Benchmarks as a Point of Reference

Posted November 3, 2010    Morey Haber

I have been reading Stephen Hawking’s new book, “The Grand Design” and am completely stunned by the analogies he uses to simplify perception, measurements, and even quantum physics. This book is not light reading and has had me looking up terms using old college textbooks and Google multiple times. The one thing that fascinates me about all of the concepts he presents is perception. We use perception every day for driving our cars to work, cooking dinner, and even comprehending the computer systems in our environment. As we comprehend how network traffic flows, we always need a frame of reference for measuring speed, quantity of data, and desired results. The analogy Dr. Hawking uses in his book relies on the concept of living in a fish bowl and looking out at the universe. From inside the fishbowl, straight lines would be curved and the shortest distance between any two points is not a straight line, but rather a curve as well. The perception then leads to measurements and ultimately theories and standards. When a set of observations and comparisons leads to standards, laws, and theories we form baselines and benchmarks to guide us through the process and have a frame of reference.

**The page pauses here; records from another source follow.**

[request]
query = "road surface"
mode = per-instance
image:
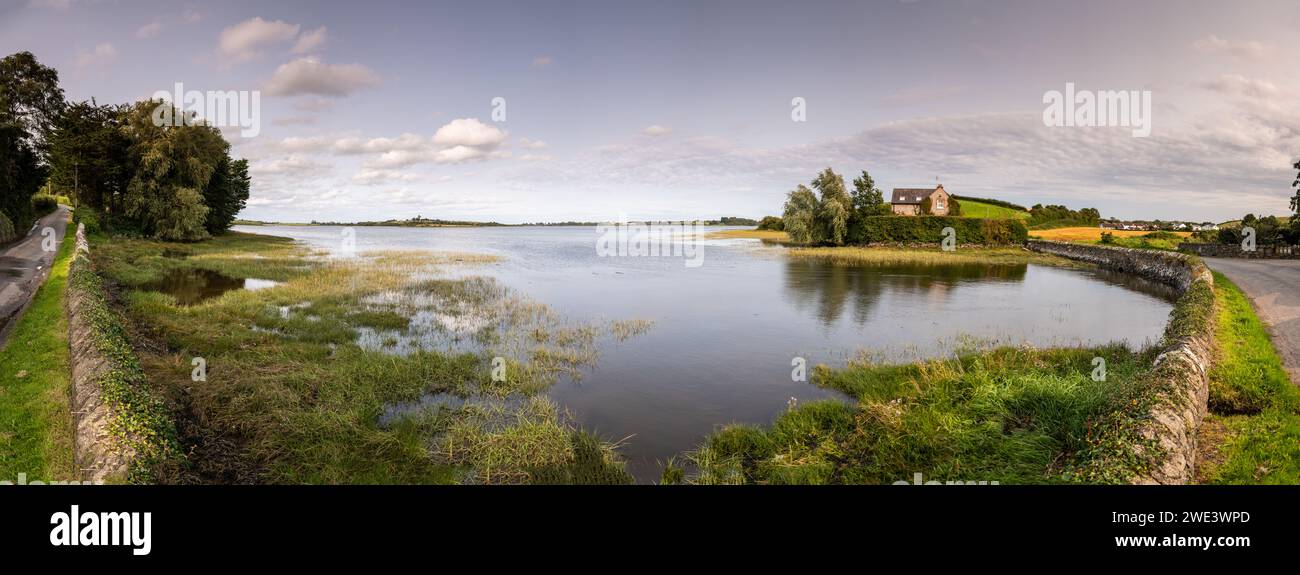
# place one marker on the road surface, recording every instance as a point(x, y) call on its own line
point(24, 266)
point(1274, 286)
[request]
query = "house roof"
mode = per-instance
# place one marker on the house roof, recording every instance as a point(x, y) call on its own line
point(910, 195)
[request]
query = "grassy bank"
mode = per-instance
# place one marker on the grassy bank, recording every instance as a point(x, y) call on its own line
point(853, 255)
point(35, 422)
point(1252, 433)
point(974, 208)
point(363, 370)
point(1008, 415)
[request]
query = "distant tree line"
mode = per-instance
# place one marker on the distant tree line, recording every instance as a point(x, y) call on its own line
point(176, 182)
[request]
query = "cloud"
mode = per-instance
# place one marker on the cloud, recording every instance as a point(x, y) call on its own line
point(917, 95)
point(246, 39)
point(655, 130)
point(310, 42)
point(532, 143)
point(100, 55)
point(1236, 85)
point(150, 30)
point(468, 132)
point(312, 77)
point(1246, 50)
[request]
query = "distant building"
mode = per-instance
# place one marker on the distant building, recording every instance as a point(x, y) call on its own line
point(906, 200)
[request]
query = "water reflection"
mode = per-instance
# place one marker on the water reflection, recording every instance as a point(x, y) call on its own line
point(826, 289)
point(193, 285)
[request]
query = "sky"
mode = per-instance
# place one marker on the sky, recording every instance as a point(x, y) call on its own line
point(547, 111)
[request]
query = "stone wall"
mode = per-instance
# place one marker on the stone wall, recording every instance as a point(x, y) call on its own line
point(99, 454)
point(1178, 384)
point(1233, 250)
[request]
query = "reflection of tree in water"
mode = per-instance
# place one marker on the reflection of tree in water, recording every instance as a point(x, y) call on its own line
point(830, 288)
point(193, 285)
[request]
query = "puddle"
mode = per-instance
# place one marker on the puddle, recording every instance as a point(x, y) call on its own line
point(191, 285)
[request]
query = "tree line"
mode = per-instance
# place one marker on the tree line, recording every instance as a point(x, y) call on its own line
point(124, 171)
point(827, 212)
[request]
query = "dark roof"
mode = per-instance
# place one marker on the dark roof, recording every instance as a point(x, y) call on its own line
point(910, 195)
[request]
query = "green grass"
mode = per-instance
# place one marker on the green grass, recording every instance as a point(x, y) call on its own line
point(291, 396)
point(35, 422)
point(859, 255)
point(973, 208)
point(1255, 409)
point(1008, 415)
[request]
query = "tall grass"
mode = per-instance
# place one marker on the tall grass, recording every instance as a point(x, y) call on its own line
point(35, 420)
point(1008, 415)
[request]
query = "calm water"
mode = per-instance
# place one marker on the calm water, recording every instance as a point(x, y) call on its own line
point(724, 333)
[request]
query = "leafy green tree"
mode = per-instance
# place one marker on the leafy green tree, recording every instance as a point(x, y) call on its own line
point(771, 223)
point(89, 155)
point(867, 199)
point(800, 216)
point(30, 99)
point(226, 194)
point(833, 206)
point(173, 165)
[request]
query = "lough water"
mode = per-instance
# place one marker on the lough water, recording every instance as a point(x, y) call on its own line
point(724, 333)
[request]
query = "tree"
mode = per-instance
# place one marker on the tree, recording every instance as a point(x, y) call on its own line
point(173, 165)
point(867, 199)
point(89, 155)
point(30, 96)
point(833, 206)
point(226, 194)
point(30, 99)
point(800, 216)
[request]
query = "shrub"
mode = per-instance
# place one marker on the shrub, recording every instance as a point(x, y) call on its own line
point(42, 203)
point(5, 229)
point(930, 229)
point(771, 223)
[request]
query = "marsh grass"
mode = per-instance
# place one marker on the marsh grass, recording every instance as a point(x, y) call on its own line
point(291, 397)
point(872, 255)
point(1008, 415)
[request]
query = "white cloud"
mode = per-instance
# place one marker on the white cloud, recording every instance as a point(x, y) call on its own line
point(1239, 85)
point(310, 42)
point(100, 55)
point(532, 143)
point(468, 132)
point(150, 30)
point(1246, 50)
point(655, 130)
point(312, 77)
point(246, 39)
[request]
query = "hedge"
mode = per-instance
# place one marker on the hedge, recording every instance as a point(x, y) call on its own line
point(930, 229)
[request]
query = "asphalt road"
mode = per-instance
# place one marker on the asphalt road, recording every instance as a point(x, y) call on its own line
point(1274, 286)
point(24, 266)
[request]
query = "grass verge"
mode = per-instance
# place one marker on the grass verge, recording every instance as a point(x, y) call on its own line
point(1008, 415)
point(1252, 433)
point(35, 420)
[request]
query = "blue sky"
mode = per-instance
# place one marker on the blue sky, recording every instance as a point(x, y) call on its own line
point(681, 109)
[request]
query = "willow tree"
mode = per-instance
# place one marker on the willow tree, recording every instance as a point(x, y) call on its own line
point(173, 167)
point(800, 216)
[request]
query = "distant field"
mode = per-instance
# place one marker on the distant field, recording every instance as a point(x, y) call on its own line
point(749, 233)
point(971, 208)
point(1088, 234)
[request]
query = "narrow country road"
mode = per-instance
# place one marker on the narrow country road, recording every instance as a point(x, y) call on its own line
point(24, 266)
point(1274, 286)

Simply, benchmarks are a set of standards that you can reference observations from and determine deviations. Benchmarks allow us to say that something deviates by some order of units. In the case of computer security, benchmarks allow us to judge how secure a system is based on best practice theory for preventing unwanted threats from compromising a host. They outline all the proper settings and run time parameters for securing a host, provide guidance on how to implement them, and finally a vehicle for testing hosts against these parameters (OVAL). IT Security benchmarks are available from a wide variety of sources such as CIS, NIST, Microsoft, and DISA. All of these can be implemented by SCAP compliant scanning solutions to benchmark how well the IT infrastructure is secured within your organization. This provides a straight line form of reference for gauging how secure you are from the latest security threats using tools created by the most brilliant minds in the industry.

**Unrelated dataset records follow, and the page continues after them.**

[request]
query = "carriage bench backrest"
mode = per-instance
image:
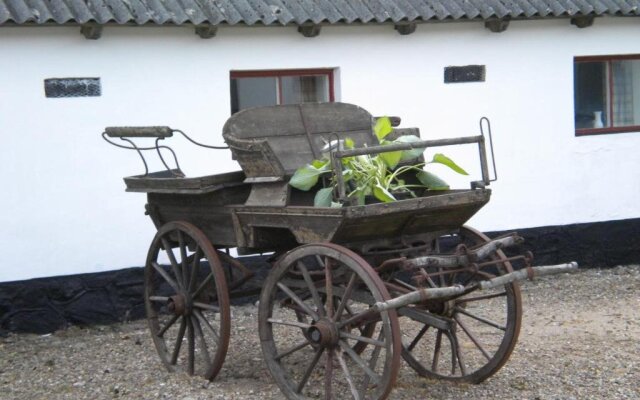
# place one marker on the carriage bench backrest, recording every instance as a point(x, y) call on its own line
point(270, 143)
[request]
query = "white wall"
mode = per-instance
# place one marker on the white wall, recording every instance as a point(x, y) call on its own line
point(64, 209)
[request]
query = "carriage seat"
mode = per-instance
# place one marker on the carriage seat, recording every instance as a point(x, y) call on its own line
point(270, 143)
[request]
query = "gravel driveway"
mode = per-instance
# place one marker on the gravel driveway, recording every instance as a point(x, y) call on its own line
point(580, 339)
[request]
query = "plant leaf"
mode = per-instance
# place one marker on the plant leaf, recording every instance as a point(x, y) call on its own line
point(382, 194)
point(391, 158)
point(382, 127)
point(349, 143)
point(323, 198)
point(442, 159)
point(320, 164)
point(306, 177)
point(431, 181)
point(413, 153)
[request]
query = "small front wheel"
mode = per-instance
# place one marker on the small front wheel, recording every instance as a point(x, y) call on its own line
point(313, 307)
point(187, 301)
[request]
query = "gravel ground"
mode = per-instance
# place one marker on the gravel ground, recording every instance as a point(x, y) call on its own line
point(580, 339)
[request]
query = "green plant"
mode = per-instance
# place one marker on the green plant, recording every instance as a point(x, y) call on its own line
point(372, 175)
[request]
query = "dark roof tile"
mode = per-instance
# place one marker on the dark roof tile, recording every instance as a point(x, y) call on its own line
point(297, 12)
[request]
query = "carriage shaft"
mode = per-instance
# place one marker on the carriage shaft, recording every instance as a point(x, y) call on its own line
point(528, 273)
point(423, 294)
point(465, 257)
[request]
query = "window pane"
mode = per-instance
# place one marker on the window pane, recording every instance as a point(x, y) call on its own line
point(253, 92)
point(590, 91)
point(626, 92)
point(304, 89)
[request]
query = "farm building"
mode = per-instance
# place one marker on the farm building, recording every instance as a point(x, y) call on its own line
point(559, 81)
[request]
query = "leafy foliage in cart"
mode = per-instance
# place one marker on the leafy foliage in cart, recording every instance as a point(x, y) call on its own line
point(372, 175)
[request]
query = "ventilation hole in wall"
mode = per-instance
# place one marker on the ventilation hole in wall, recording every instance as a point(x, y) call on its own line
point(467, 73)
point(72, 87)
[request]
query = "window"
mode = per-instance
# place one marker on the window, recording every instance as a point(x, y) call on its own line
point(606, 94)
point(267, 88)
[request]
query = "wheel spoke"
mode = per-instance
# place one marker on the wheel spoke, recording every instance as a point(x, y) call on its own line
point(203, 342)
point(172, 258)
point(328, 375)
point(309, 370)
point(345, 297)
point(481, 319)
point(165, 275)
point(418, 337)
point(292, 350)
point(183, 259)
point(347, 375)
point(472, 337)
point(364, 339)
point(436, 351)
point(298, 301)
point(328, 287)
point(358, 360)
point(195, 268)
point(191, 344)
point(172, 321)
point(207, 325)
point(372, 363)
point(178, 344)
point(457, 350)
point(312, 288)
point(202, 285)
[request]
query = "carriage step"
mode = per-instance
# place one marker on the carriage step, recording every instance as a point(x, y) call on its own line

IT Security benchmarks have been around for a long time. Only recently however, have the processes for implementing them and measuring them matured using automated scanning techniques in an open and standardized (non-proprietary) format. Retina CS 2.0 contains a new module called Configuration Compliance Module that allows users to load their own SCAP benchmarks for measuring the security standards within their environment. Benchmarks provide a uniform method for reporting and measuring that is well understood and uniform across businesses. It removes any assumptions or bias based on interpretation or testing criteria. The scan engine and benchmark complier are integrated into the complete multi-tier Retina management solution for a seamless perception for all the assets on the network.

Determining the state of security threats and even understanding the universe requires both standards and benchmarks. Dr. Hawking’s book simplifies this for readers. eEye has simplified both IT Security and benchmarks so that everyone can benefit from IT Security lessons learned and best practices.